Senfoni orkestrasının başına torpille bir şef atanır. Müzisyenler yeni şefin yeteneksizliğini hemen anlar. İlk kez sahneye çıkılacak, konsere dakikalar kala birinci kemancı şefin kulağına fısıldar; “Konserden sonra bize yemek ısmarlamazsan senin gösterdiğin şekilde çalarız, ona göre…”
Özel sektörde ‘verimlilik’ önemli olduğu için amatör şirketler dışında iş dünyasında pek rastlayamazsınız bu tip torpilli arkadaşlara. Ancak belediyeler ve devlet dairelerinin koridorları bu ‘kayırılmışlar ordusu’ ile doludur. Sen o ‘kayırılmış’a istediğin kadar liyakatten bahset, ehliyetten bahset, güce taptığı için anlattıkların sadece zırvadan ibarettir. Vicdanını rahatlatmak için, o koltuğa ulaşana kadar geçirdiği evreleri emekten sayabilir; havalimanında genel başkan karşılamak, kapı kapı dolaşıp broşür dağıtmak, ona buna ‘başkanım’ çekmek gibi… Diyelim ki tüm bu hoplamalar zıplamalar emek, peki bu işe gecesini gündüzünü vermiş, kafa patlatmış, şube müdürlüğü sınavına umut bağlamış rakiplerinin hakkı ne olacak?
Liyakat sözcüğünün Türk Dil Kurumu’ndaki karşılığına baktım, şöyle diyor: Yeterlilik ilkesi olarak adlandırabileceğimiz liyakat, verilen görevi başarı ile yapabilme yetisi olarak tanımlanabilir. Göreve kabul edilme ve yükselmelerde “bilgi, görgü ve diplomayı” esas alan bir anlayıştır.
Kelimenin anlamı şöyle kenarda dursun, gelelim asıl konuya…
Miss Turkey 2024 Yarışması’nda Koç Üniversitesi Tıp Fakültesi mezunu İdil Bilgen birinci seçildi. İdil’i seçen jüride Berfu Yenenler, Selen Soyder, Gizem Karaca, Amine Gülşe ve Neşe Erberk yer aldı. Bilgen, birincilik tacını kazandı kazanmasına ancak sosyal medyada ‘şiddet’ boyutunda bir lince uğradı. Özellikle Bilgen’in babasının Türkiye’nin Kiev Büyükelçisi Mustafa Levent Bilgen olması, torpil iddialarını gündeme getirdi. Kızı Miss Turkey’de birincilik elde edecek kadar güzel bulmayanlar olduğu gibi ‘çirkin’ olarak niteleyenler de az değil. Ne yalan söyleyeyim, özellikle kalın kaşlı ve uzun yüzlü olması nedeniyle benim de ‘güzel’ anlayışıma pek uymuyor. Sonra babasının büyükelçi olması bende de “Ey torpil, sen nelere kadirsin” fikrini uyandırdı. Ancak İdil sosyal medyada bu kadar saldırıya uğrayınca konuya başka açıdan bakayım dedim.

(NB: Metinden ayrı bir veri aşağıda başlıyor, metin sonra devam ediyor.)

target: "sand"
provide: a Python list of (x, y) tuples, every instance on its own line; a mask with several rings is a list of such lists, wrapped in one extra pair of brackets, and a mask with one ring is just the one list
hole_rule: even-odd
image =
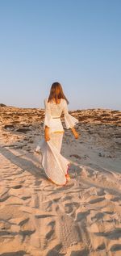
[(60, 187), (35, 152), (44, 110), (0, 107), (1, 256), (121, 255), (121, 112), (71, 113), (80, 137), (65, 130), (71, 179)]

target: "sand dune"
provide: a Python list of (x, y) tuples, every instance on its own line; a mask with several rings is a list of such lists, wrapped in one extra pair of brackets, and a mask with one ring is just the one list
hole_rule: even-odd
[(72, 112), (80, 138), (65, 130), (61, 153), (71, 179), (58, 187), (35, 151), (44, 111), (0, 111), (0, 255), (121, 255), (121, 113)]

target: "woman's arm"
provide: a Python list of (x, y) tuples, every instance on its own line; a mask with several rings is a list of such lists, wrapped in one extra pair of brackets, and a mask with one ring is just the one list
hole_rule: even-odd
[(78, 120), (76, 119), (74, 116), (69, 114), (68, 106), (66, 101), (64, 103), (64, 115), (65, 115), (65, 123), (66, 128), (71, 128), (72, 132), (73, 133), (75, 139), (79, 137), (79, 135), (76, 129), (74, 128), (74, 125), (78, 123)]
[(76, 129), (74, 128), (74, 127), (71, 128), (71, 130), (72, 130), (72, 132), (73, 132), (73, 135), (74, 135), (75, 139), (78, 139), (79, 135), (78, 135), (78, 133), (77, 132), (77, 131), (76, 131)]

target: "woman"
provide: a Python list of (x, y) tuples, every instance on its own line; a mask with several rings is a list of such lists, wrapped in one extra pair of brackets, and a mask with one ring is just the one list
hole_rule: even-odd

Öncelikle Miss Turkey sadece bir güzellik yarışması değil. Tarihçesini ve temel düşüncesini araştırdım. Yarışmanın, ‘Türk kadınının özelliklerini ve imajını dünyaya en güzel şekilde anlatma amacını taşımak’ gibi bir misyonu var.
Şöyle düşünelim, İdil tıp mezunu kimliğiyle, kendine ve güzelliğine güvenerek ‘Ben de yarışmaya katılacağım’ demiş. Katılmış. Jüri de birinci seçmiş. Niye taşlıyorsunuz ki kızcağızı! Birini suçlamadan rahat edemeyen sosyal medya kullanıcıları, illa birilerini suçlayacaksanız, jüriyi suçlasanıza! Bu yarışmayı ve İdil’i tüm yönleriyle ele alarak değerlendirsenize…
‘Efendim, torpili olmasaydı ilk 20’ye bile mi giremezdi?’ Ha, bu muhteşem tespiti yapan ‘sütten çıkmış ak kaşıklar’ da inanın hayatı boyunca torpil yapmadı (!) veya yaptırmadı. İşe girerken, çocuğunu okula yazdırırken veya hastane randevusu alırken araya birilerini sokmadı.